Sr. Eng.º: Eu respondo dando a minha opinião também sobre outras coisas: os idosos não são desperdício – e em particular penso que os países pobres ou em vias de desenvolvimento, como o nosso, que assumem um papel de perdulário (não se pode dizer o mesmo dos ricos porque os países ricos não se dão ao luxo de perder os seus bens) desperdiçam o contributo que as pessoas com uma experiência de vida tão alargada têm para dar. Não digo que pessoas acima dos 80 anos, embora tenhamos visto aqui no lar algumas perfeitamente aptas para dar o seu contributo, mas pessoas entre os 65 e os 75 anos têm grandes contributos ainda para dar. E digo contributos em vários aspectos, até pela riqueza da experiência, porque a experiência é algo que não se consegue absorver em nenhum livro: ou se viveu, ou não se viveu – e eu acho extraordinário que não só as pessoas continuem a ter vontade de aprender e de viver como sejam, também, proporcionados meios para que exista esta actividade, que exista o nível do voluntariado, que exista estas relações de terceira idade com a infância. Acho fantástico aproveitar, como acho terrível desperdiçar.

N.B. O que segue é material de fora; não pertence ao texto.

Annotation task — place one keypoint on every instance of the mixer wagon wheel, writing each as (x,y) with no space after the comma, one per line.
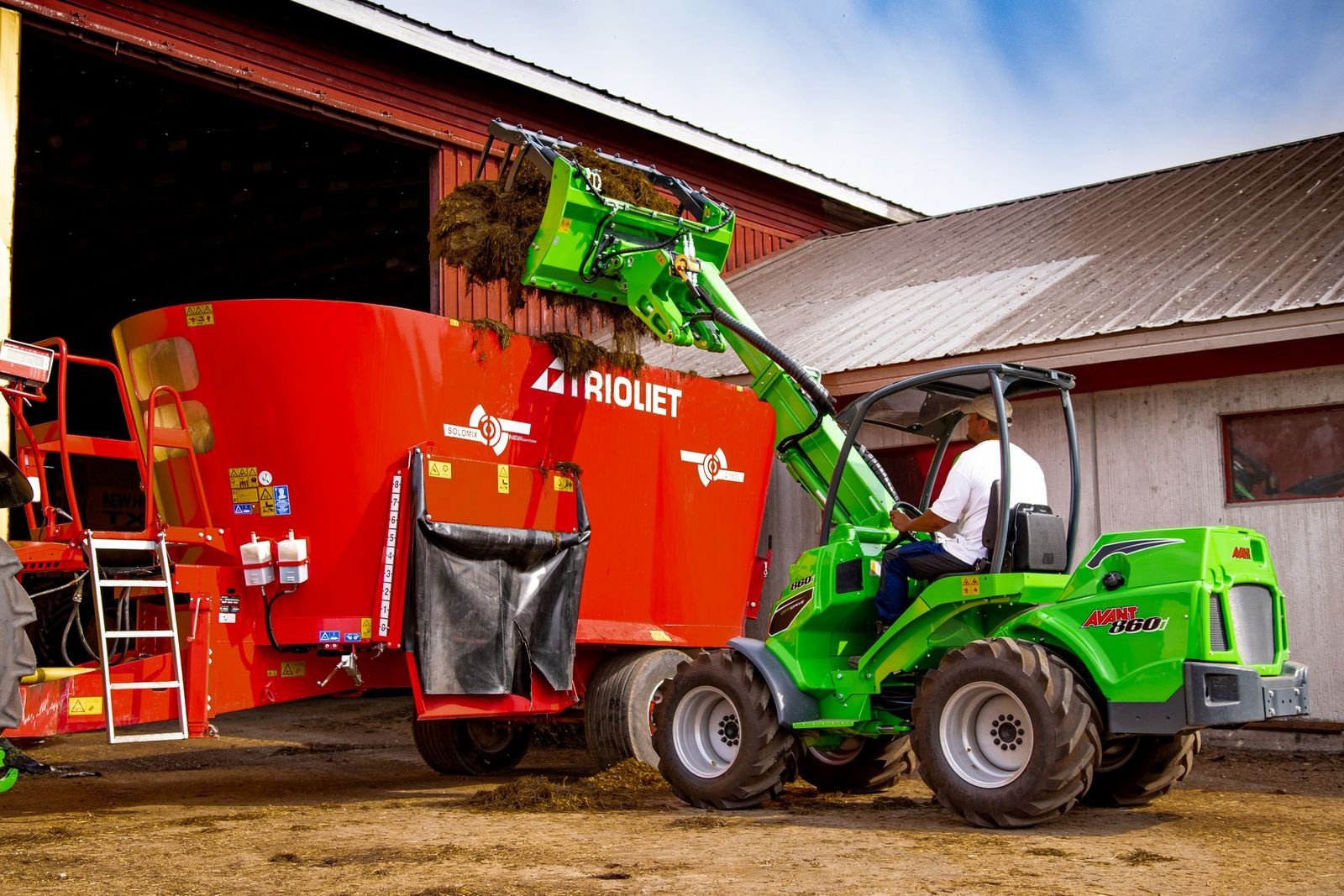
(858,766)
(620,701)
(1140,768)
(1005,734)
(718,736)
(470,746)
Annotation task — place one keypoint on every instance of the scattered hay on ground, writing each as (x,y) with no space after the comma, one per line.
(625,785)
(1142,857)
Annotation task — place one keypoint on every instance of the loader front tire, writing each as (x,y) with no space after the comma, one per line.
(618,705)
(1005,734)
(470,746)
(1140,768)
(859,766)
(718,736)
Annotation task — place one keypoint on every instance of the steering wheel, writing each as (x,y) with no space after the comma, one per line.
(911,511)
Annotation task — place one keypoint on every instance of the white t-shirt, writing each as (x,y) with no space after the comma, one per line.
(965,496)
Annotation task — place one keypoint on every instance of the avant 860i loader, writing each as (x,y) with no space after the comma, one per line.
(1021,688)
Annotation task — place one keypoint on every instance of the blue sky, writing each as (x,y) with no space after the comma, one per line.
(947,105)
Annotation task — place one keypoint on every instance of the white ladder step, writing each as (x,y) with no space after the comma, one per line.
(124,544)
(129,739)
(144,685)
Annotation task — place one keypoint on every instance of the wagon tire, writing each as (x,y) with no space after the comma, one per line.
(618,705)
(859,766)
(718,736)
(1140,768)
(470,746)
(1005,734)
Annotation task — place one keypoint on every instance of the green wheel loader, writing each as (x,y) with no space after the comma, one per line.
(1023,687)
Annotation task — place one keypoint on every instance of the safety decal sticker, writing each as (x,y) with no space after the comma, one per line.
(385,607)
(201,315)
(491,432)
(85,707)
(1128,547)
(712,466)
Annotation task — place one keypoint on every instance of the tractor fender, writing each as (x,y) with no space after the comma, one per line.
(790,705)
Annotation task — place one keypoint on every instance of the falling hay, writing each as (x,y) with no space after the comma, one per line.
(487,231)
(625,785)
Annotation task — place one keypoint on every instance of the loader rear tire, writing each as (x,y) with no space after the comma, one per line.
(718,736)
(859,766)
(1139,770)
(470,746)
(1005,734)
(618,705)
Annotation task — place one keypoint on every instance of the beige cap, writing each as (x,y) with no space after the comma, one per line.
(984,406)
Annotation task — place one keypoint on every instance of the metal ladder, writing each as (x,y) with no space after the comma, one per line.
(159,547)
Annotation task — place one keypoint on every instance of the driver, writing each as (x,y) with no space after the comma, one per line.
(958,515)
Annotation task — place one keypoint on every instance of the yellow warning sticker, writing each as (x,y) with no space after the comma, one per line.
(201,315)
(85,707)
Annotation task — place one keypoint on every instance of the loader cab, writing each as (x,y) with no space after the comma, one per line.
(927,407)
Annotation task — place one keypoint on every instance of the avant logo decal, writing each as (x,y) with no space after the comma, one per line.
(622,391)
(712,466)
(1129,547)
(490,430)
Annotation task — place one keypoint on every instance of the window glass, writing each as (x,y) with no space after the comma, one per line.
(1284,456)
(167,362)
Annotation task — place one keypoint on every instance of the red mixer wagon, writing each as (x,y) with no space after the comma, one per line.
(353,496)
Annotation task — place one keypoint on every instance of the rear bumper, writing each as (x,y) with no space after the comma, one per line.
(1215,694)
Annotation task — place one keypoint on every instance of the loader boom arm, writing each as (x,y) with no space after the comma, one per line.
(665,269)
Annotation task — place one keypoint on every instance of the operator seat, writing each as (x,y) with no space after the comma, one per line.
(1037,539)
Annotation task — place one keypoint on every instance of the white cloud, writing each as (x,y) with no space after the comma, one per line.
(927,103)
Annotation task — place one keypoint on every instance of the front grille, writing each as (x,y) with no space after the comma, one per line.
(1252,609)
(1216,627)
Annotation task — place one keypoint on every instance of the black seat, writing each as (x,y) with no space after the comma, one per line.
(1035,540)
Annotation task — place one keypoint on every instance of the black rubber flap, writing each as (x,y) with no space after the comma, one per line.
(488,602)
(17,658)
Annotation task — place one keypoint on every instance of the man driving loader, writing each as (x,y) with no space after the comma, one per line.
(958,516)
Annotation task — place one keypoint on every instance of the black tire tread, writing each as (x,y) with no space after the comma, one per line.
(1077,745)
(447,747)
(768,757)
(612,723)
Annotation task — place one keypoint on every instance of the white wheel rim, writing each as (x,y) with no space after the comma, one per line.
(706,732)
(985,735)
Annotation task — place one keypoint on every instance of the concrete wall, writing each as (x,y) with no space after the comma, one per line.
(1152,458)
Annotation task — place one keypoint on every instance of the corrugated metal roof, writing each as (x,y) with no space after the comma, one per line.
(1252,234)
(410,31)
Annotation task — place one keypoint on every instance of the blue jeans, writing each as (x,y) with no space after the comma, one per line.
(911,560)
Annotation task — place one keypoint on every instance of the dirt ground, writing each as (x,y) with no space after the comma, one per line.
(329,797)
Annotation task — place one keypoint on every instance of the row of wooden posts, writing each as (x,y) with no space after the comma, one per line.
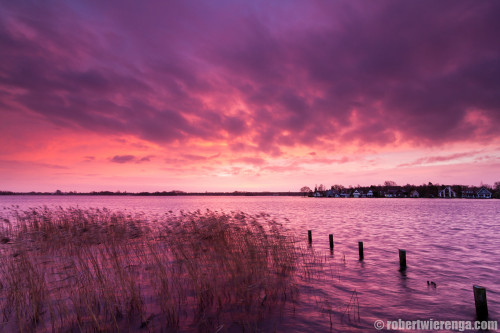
(479,292)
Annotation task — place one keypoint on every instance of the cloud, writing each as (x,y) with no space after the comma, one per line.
(260,80)
(122,159)
(439,158)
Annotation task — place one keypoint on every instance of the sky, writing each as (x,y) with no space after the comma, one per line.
(247,95)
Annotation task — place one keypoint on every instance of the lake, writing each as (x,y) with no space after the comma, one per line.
(452,242)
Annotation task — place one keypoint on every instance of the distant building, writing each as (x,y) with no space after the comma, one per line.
(332,193)
(468,193)
(447,192)
(391,193)
(345,194)
(483,193)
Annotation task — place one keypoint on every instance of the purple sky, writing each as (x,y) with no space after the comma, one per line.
(225,95)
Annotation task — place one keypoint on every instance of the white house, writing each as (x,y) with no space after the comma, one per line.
(483,193)
(447,192)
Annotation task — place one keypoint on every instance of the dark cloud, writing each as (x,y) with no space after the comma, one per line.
(440,158)
(122,159)
(379,73)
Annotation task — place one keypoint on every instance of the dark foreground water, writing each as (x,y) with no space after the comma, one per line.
(454,243)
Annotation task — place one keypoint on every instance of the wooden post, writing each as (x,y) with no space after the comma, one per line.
(481,303)
(402,259)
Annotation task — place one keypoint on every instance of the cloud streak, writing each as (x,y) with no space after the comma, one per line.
(348,73)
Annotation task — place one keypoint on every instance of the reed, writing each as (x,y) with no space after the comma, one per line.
(72,269)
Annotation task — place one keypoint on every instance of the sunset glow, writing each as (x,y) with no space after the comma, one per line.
(247,95)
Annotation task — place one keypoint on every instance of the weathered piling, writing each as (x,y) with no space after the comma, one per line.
(481,303)
(402,259)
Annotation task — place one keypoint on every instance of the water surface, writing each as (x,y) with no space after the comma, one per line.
(454,243)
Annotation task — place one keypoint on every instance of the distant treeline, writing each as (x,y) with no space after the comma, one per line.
(428,190)
(157,193)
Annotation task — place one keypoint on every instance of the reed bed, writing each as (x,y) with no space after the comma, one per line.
(96,270)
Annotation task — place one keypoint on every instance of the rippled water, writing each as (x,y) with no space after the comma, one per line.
(454,243)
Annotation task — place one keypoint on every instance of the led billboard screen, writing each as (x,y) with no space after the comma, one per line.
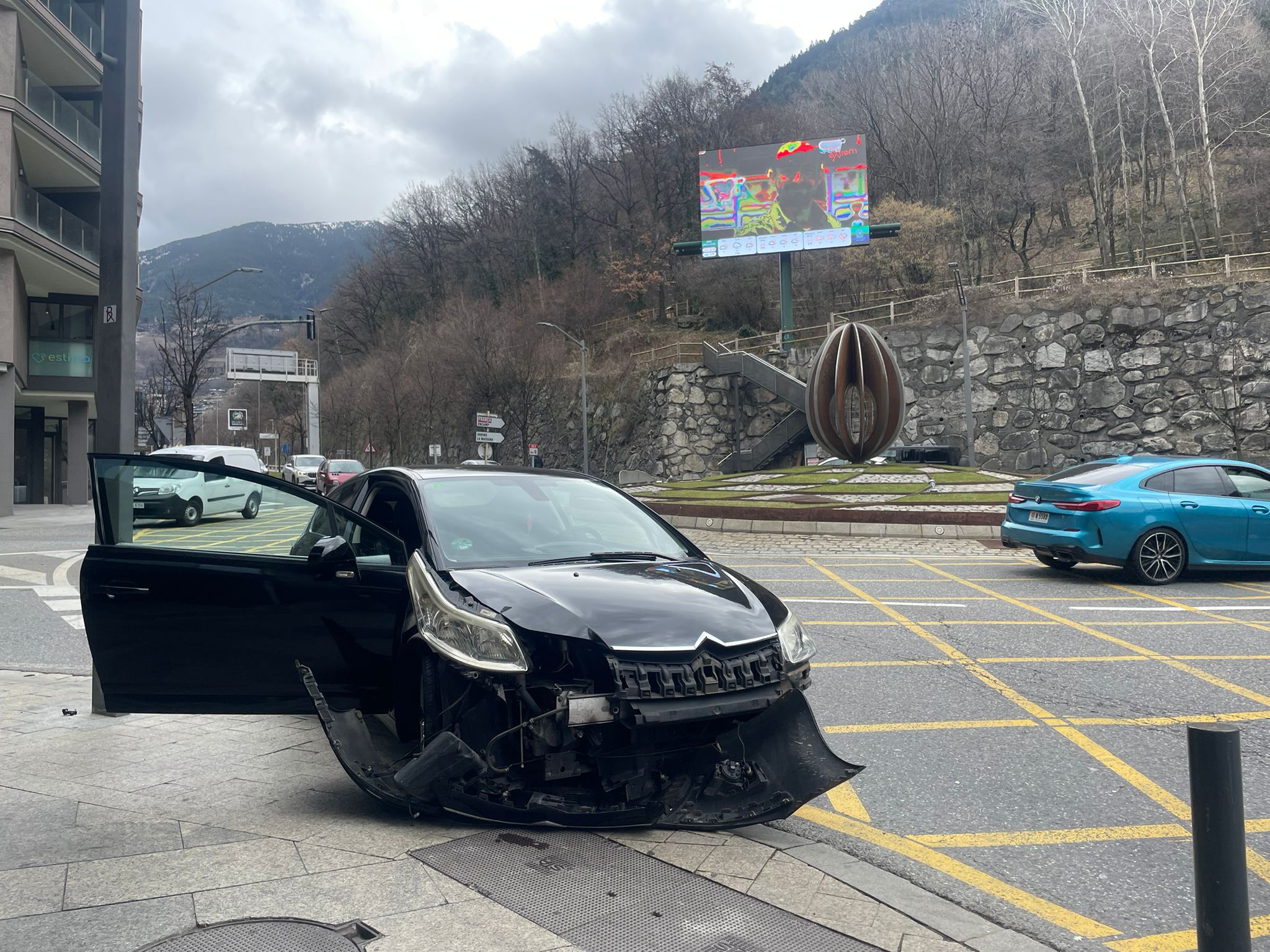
(788,197)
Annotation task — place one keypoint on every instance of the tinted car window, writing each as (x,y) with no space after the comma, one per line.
(491,518)
(1096,474)
(1249,484)
(1201,482)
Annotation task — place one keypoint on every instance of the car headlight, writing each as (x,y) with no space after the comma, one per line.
(797,644)
(463,637)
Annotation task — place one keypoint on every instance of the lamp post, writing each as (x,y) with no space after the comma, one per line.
(966,367)
(586,419)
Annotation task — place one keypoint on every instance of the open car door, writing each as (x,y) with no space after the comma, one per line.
(213,619)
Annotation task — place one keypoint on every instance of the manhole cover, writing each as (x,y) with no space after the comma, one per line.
(607,897)
(269,936)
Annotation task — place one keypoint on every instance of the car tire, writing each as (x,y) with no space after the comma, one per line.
(1158,558)
(1054,562)
(190,513)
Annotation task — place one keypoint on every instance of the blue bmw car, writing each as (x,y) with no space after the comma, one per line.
(1155,516)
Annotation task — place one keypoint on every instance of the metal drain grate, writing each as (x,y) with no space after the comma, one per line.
(269,936)
(607,897)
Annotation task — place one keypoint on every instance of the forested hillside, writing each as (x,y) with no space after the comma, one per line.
(1014,136)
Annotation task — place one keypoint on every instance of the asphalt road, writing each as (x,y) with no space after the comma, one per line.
(1023,728)
(1024,731)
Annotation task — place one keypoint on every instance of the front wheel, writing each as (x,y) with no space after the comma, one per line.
(253,506)
(1157,558)
(1055,562)
(190,513)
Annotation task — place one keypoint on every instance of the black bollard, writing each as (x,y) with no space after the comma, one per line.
(1217,821)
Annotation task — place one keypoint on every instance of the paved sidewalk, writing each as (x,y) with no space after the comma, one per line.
(121,831)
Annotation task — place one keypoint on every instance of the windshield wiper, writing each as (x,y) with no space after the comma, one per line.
(609,558)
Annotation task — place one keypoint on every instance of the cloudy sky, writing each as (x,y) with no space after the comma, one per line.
(296,111)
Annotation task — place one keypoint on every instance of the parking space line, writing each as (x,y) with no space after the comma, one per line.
(846,801)
(1050,912)
(928,726)
(1139,649)
(1184,941)
(1046,838)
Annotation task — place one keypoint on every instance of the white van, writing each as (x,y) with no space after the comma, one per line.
(166,491)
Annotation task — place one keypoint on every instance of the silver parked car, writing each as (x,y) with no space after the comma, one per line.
(303,470)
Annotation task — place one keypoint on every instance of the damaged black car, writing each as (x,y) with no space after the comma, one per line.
(507,645)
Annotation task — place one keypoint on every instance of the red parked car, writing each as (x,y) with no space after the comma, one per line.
(332,472)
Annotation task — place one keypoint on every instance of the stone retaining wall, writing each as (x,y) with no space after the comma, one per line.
(1179,371)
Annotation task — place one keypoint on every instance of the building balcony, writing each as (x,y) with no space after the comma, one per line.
(82,24)
(55,223)
(63,115)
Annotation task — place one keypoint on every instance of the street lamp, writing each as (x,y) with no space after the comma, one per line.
(246,271)
(966,367)
(586,439)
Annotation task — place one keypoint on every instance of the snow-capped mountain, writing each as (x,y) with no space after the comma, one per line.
(301,265)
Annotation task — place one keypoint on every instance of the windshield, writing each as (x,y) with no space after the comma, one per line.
(493,518)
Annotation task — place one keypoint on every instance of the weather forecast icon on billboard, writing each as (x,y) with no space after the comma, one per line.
(785,197)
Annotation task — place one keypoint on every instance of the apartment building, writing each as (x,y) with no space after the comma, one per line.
(52,315)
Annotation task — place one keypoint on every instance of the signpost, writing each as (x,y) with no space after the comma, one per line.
(487,434)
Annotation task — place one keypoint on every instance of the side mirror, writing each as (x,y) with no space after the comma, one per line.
(333,558)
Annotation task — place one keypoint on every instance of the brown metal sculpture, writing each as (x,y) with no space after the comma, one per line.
(855,397)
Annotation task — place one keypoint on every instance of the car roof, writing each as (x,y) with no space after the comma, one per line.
(426,474)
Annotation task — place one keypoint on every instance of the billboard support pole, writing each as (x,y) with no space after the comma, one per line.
(786,299)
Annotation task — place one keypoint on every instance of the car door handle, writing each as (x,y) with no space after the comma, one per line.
(123,591)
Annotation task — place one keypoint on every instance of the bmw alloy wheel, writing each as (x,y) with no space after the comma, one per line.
(1160,558)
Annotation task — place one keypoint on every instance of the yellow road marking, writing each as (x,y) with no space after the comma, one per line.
(1042,838)
(926,726)
(1050,912)
(884,664)
(846,801)
(1184,941)
(1139,649)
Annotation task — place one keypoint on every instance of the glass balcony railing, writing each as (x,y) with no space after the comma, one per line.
(86,27)
(51,220)
(61,115)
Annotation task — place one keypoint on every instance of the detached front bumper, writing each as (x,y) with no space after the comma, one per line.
(757,769)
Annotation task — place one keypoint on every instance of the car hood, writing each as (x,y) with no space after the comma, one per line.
(633,606)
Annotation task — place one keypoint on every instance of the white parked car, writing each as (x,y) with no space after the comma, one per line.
(303,470)
(167,491)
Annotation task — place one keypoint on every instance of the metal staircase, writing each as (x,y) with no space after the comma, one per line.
(788,431)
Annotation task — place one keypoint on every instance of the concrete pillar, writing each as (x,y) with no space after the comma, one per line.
(8,391)
(314,419)
(76,452)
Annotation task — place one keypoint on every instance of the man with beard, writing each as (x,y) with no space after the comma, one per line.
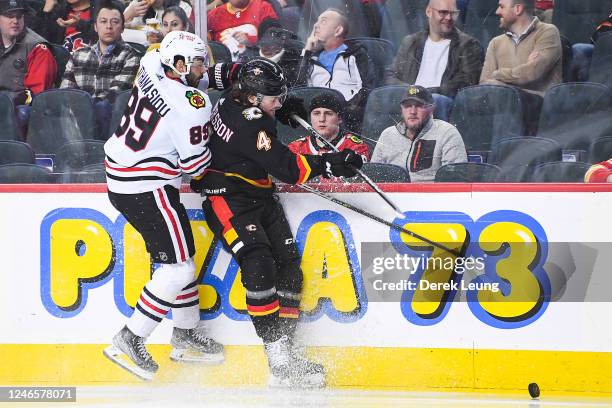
(441,58)
(420,143)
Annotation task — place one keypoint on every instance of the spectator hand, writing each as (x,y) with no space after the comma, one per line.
(293,105)
(341,164)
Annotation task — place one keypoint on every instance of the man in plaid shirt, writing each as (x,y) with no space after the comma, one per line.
(107,67)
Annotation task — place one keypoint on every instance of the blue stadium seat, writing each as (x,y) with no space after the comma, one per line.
(384,173)
(468,173)
(574,114)
(485,114)
(24,173)
(380,51)
(383,110)
(402,18)
(560,172)
(59,116)
(8,124)
(600,149)
(518,156)
(74,156)
(481,21)
(12,151)
(577,19)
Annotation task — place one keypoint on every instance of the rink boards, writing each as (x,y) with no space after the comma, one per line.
(73,270)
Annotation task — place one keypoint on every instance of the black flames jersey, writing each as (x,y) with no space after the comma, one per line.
(246,153)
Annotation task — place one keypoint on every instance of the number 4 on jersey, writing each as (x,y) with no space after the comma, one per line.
(263,141)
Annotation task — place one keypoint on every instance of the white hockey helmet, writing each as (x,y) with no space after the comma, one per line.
(182,44)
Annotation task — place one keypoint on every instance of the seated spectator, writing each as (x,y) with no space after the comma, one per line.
(283,47)
(27,65)
(144,18)
(326,118)
(328,62)
(599,173)
(528,55)
(420,143)
(441,58)
(236,24)
(107,67)
(544,9)
(69,23)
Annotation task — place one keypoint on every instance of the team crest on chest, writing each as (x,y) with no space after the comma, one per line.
(252,113)
(196,99)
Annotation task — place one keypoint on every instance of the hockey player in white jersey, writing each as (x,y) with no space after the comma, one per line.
(162,135)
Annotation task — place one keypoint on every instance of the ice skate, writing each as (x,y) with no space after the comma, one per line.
(289,372)
(190,345)
(129,352)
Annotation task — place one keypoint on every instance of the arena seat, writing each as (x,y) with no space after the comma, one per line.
(468,173)
(485,114)
(560,172)
(574,114)
(8,123)
(24,173)
(517,156)
(59,116)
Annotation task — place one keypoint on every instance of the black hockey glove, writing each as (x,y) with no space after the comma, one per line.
(293,105)
(341,164)
(197,185)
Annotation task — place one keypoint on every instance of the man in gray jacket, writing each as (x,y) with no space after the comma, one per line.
(420,143)
(441,58)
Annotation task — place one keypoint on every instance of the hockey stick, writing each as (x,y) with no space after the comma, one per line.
(365,178)
(378,219)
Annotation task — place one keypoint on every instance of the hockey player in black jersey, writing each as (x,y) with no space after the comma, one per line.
(242,210)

Aquela imagem triste que nós temos e que associamos muitas vezes do idoso ao banco de jardim e a umas cartas é realmente muito redutora para aquilo que pode acontecer em termos ainda da prestação dos idosos: não é trabalho activo, não é força laboral, mas é pelo menos colocar, pela experiência que têm… de certeza que haveria ainda muitas actividades que pudessem ser desenvolvidas.


11. Portanto aquela imagem que se vê de um idoso num banco de jardim ou numa mesa a jogar às cartas com outras pessoas é uma espécie de fuga à solidão? Acha que poderia ser ocupado de outra maneira o seu tempo livre?
Sr. Eng.º: Acho. Não desdenho as partidas de cartas ou a conversa no jardim, não é isso. Agora, não pode ser a única alternativa, não podem ser tardes seguidas, dias seguidos em que a única ocupação que têm é encontrar-se com os amigos para fazer estes programas. Claro que o “grátis” é extremamente económico: há amigos, sol, mesa no jardim, as cartas duram muito tempo – mas volto a dizer que é redutor não haver outras actividades, cria-se uma certa monotonia. Eu sou da opinião que os idosos ainda têm muito para dar, mas enfim… hoje quando se chega as 40/45anos já se é velho para trabalhar, quando se chega aos 65 anos já se é velho até para ser membro da sociedade. E não é uma questão de ser pena, eu acho que é mesmo uma perda.